Lotta Wundertüte: Unser Leben mit Bobbycar und Rollstuhl (German Edition)
Verschwunden hinter dem Rollstuhl, verschluckt von ihrem Kind. Eine Frau Mitte 40, Sonnenbrille im langen blonden Haar, pinkes Top, Minirock. Er hat seine Cargohose hochgekrempelt, braun gebrannt. Beide scheinen unsere Blicke gar nicht zu bemerken. Beide konzentrieren sich darauf, den Rollstuhl auf dem Weg zu halten und den Sandlöchern auszuweichen.
Sie lassen sich nicht weit von uns nieder. Breiten eine Decke aus, packen Sonnencreme und Bücher aus, den Jungen im Rollstuhl parken sie daneben. Er fuchtelt mit den Armen und brüllt etwas Unverständliches Richtung Meer. Ben sieht rüber, fuchtelt auch mit den Armen und brüllt ebenfalls los. »Der ist ja lustig«, sagt er.
Ist er das? War das ein Begeisterungsschrei? Findet er es schön hier?

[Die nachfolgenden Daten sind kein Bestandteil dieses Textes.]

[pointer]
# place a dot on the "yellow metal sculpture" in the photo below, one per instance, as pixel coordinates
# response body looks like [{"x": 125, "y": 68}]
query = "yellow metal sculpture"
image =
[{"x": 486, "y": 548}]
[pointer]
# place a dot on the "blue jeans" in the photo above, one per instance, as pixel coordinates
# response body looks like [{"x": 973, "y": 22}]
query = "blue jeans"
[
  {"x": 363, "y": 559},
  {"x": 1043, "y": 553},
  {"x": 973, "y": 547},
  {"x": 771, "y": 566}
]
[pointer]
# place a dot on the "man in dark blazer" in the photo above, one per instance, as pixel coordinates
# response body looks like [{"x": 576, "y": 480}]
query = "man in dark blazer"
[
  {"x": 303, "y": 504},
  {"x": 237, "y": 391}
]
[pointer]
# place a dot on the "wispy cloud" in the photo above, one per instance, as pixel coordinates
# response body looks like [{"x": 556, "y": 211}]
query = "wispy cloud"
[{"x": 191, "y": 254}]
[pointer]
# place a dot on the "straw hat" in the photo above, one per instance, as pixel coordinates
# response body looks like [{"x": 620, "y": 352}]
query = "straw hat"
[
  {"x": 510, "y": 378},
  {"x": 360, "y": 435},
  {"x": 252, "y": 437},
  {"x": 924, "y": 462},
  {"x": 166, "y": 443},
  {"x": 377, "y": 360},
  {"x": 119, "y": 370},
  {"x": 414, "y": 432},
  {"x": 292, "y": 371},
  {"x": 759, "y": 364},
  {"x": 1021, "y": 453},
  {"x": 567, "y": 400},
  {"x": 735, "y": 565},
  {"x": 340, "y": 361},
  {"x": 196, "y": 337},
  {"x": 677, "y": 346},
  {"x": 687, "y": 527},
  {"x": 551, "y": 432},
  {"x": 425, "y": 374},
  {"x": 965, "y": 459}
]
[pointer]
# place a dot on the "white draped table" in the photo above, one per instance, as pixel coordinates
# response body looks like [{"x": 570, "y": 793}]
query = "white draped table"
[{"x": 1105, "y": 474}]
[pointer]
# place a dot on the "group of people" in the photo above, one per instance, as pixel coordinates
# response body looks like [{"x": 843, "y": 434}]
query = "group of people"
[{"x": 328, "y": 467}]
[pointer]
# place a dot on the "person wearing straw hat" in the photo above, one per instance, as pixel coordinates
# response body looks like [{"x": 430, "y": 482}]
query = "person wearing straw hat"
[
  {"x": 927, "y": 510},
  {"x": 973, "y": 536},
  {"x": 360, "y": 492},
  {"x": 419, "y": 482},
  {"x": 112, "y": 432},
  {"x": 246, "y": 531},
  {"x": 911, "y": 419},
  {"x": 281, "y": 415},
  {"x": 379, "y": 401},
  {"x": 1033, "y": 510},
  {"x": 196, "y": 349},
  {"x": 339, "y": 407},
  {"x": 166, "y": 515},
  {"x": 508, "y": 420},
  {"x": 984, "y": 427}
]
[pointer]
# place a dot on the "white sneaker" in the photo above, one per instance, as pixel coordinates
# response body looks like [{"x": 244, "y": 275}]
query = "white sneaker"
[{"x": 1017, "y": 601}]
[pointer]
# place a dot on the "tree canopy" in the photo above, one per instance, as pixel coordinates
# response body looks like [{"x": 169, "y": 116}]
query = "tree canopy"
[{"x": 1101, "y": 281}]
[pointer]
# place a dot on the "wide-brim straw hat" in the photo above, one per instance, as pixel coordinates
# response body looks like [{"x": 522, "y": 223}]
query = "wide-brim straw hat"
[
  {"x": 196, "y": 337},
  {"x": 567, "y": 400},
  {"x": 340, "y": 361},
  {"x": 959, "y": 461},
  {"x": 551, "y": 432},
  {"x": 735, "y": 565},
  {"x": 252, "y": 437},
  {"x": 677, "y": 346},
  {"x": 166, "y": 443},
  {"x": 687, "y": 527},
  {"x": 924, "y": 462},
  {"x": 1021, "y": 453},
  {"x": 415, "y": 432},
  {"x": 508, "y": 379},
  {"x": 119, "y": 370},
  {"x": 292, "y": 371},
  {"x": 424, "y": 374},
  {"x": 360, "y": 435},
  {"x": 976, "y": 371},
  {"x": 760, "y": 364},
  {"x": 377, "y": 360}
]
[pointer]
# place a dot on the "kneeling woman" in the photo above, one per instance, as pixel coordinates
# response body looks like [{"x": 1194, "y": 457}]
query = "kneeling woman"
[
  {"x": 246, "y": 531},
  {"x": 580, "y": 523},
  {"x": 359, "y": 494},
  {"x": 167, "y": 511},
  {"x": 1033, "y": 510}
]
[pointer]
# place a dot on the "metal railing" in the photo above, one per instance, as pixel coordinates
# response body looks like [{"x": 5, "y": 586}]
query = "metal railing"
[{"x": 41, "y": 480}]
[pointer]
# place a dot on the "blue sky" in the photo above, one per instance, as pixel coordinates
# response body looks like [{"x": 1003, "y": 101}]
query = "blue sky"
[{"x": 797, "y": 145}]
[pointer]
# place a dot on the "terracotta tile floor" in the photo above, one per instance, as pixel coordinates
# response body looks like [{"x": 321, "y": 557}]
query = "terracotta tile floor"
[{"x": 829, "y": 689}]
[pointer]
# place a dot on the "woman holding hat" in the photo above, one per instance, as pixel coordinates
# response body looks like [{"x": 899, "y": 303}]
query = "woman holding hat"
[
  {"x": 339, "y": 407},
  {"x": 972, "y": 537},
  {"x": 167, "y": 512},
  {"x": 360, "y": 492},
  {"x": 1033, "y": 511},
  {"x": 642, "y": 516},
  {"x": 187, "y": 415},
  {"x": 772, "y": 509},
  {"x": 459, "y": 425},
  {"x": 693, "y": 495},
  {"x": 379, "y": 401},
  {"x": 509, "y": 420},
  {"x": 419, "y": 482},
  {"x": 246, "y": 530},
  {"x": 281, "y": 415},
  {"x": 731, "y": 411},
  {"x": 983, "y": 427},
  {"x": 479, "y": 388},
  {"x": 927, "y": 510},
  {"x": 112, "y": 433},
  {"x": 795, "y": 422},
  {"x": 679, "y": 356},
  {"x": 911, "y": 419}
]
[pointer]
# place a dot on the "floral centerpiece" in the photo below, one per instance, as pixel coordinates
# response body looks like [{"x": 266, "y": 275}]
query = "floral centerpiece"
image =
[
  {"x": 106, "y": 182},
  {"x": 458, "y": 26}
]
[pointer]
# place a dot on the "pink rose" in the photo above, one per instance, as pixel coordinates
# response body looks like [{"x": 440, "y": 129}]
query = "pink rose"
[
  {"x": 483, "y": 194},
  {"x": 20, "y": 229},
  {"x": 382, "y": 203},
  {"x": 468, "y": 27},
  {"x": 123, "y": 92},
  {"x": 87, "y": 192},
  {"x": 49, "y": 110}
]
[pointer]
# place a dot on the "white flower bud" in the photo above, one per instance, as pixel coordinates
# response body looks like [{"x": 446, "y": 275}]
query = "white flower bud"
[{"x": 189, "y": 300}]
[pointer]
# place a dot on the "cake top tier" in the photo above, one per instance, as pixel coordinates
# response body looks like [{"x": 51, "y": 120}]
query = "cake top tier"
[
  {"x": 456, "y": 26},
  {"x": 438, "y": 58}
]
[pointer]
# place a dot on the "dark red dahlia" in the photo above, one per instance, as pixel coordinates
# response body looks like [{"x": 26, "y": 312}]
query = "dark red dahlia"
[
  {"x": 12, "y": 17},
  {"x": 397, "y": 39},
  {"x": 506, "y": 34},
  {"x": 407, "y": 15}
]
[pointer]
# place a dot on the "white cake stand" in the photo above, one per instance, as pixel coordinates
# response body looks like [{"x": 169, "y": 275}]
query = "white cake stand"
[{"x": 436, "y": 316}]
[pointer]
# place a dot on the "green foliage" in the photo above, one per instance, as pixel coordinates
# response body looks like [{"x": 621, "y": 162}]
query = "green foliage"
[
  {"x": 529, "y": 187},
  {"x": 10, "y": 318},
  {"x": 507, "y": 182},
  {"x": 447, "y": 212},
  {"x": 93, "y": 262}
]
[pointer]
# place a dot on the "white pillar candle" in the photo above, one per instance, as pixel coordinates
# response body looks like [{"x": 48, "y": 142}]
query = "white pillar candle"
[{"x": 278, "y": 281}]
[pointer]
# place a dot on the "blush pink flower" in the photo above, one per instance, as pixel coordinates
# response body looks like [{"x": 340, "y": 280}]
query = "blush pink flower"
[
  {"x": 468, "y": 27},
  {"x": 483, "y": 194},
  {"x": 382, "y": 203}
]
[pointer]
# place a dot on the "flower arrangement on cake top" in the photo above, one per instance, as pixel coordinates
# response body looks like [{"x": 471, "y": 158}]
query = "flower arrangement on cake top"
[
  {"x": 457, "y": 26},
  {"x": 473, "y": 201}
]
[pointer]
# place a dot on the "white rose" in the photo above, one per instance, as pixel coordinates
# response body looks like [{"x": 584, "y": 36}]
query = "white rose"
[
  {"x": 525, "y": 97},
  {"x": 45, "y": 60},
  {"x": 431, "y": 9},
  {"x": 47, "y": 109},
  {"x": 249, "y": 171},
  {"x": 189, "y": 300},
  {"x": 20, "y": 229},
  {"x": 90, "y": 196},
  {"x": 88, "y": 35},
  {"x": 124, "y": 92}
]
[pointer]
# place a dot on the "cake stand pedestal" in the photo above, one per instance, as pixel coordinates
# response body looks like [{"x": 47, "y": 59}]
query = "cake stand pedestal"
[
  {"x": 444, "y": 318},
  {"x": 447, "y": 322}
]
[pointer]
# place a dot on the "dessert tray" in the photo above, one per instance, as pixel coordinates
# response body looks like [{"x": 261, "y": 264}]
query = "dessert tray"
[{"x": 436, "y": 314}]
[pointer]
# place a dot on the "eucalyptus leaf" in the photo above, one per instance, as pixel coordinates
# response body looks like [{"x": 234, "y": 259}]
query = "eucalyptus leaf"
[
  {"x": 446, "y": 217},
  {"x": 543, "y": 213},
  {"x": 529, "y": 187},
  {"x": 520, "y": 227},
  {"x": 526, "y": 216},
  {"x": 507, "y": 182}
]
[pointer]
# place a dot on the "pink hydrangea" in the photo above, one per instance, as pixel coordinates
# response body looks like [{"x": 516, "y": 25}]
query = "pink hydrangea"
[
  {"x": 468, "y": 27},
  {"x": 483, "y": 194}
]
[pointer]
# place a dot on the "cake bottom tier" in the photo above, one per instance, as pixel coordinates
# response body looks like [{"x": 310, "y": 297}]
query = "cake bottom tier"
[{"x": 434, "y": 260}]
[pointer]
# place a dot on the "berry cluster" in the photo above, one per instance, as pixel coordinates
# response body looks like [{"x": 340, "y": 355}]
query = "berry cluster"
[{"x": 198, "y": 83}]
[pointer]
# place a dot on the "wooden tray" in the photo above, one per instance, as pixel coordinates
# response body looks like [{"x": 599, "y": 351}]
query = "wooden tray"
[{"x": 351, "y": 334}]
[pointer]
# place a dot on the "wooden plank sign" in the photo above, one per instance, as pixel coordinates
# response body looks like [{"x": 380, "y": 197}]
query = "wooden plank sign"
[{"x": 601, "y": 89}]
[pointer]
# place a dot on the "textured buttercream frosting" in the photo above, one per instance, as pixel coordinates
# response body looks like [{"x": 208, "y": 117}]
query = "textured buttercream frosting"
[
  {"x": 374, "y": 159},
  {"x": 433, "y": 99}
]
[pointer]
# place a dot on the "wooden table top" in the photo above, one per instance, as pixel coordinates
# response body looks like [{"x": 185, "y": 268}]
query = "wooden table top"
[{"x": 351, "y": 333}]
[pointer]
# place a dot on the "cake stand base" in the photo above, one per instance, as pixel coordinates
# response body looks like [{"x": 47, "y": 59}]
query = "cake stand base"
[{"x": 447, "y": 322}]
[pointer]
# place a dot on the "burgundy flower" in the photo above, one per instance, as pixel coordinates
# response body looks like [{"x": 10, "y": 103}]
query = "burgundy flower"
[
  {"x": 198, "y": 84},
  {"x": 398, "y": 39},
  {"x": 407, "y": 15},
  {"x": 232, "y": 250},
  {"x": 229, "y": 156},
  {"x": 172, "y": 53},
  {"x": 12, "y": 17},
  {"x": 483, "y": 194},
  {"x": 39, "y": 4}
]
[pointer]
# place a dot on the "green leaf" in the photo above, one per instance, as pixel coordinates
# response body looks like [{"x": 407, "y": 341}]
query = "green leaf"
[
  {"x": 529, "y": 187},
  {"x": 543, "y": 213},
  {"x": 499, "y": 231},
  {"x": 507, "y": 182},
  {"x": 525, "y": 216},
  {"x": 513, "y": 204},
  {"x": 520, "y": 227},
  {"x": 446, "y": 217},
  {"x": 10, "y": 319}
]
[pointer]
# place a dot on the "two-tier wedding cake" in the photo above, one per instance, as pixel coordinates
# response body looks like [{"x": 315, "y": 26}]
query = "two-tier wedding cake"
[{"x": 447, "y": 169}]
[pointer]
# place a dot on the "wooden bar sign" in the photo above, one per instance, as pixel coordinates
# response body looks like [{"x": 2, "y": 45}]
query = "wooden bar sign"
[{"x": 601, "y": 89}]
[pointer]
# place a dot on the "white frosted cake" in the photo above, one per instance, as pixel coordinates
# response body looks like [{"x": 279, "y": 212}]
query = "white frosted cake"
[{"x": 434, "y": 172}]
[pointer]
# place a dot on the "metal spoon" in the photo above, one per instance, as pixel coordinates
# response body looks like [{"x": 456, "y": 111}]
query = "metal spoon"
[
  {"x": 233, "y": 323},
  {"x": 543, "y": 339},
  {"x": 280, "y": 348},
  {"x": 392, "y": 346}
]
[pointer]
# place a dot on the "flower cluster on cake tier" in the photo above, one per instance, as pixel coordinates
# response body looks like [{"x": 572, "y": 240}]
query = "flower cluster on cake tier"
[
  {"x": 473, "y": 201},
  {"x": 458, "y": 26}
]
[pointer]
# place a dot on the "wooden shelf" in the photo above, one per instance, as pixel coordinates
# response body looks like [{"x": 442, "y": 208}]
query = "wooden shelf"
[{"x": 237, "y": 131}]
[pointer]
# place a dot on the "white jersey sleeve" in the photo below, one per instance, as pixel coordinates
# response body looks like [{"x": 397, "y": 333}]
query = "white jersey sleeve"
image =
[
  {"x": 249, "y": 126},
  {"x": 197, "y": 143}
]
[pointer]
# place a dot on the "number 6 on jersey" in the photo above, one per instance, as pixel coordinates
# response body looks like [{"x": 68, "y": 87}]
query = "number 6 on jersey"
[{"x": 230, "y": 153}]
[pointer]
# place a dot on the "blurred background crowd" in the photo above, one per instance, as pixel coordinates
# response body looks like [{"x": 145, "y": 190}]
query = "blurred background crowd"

Was hat er vom Strand, wenn er nicht wie Ben im Sand sitzen und eine Sandburg bauen kann? Wie wenig ich über solche Kinder weiß. Mag er keine Möwen, so wie Ben? Will er abends nie ins Bett? Kann er lächeln?
»Wie halten die Eltern das aus?«, fragt Harry abends auf der Terrasse. Die Kinder sind längst eingeschlafen. Ich habe ein Windlicht angezündet, Harry hat neue Ameisenfallen aufgestellt und den Rest Eistee eingeschenkt. »Könntest du dich neben so einem Kind einfach in die Sonne legen?«
Ich schüttele den Kopf. »Müssen wir jetzt darüber reden?«
»Irgendwann müssen wir, oder?«
Ich gehe zurück in die Küche und schneide den Käse, den wir heute Morgen auf dem Markt gekauft haben, in kleine Würfel.
Als ich damit zurückkomme, fragt er: »Warum wir?«
»Eine Laune der Natur«, zitiere ich Feldkamp.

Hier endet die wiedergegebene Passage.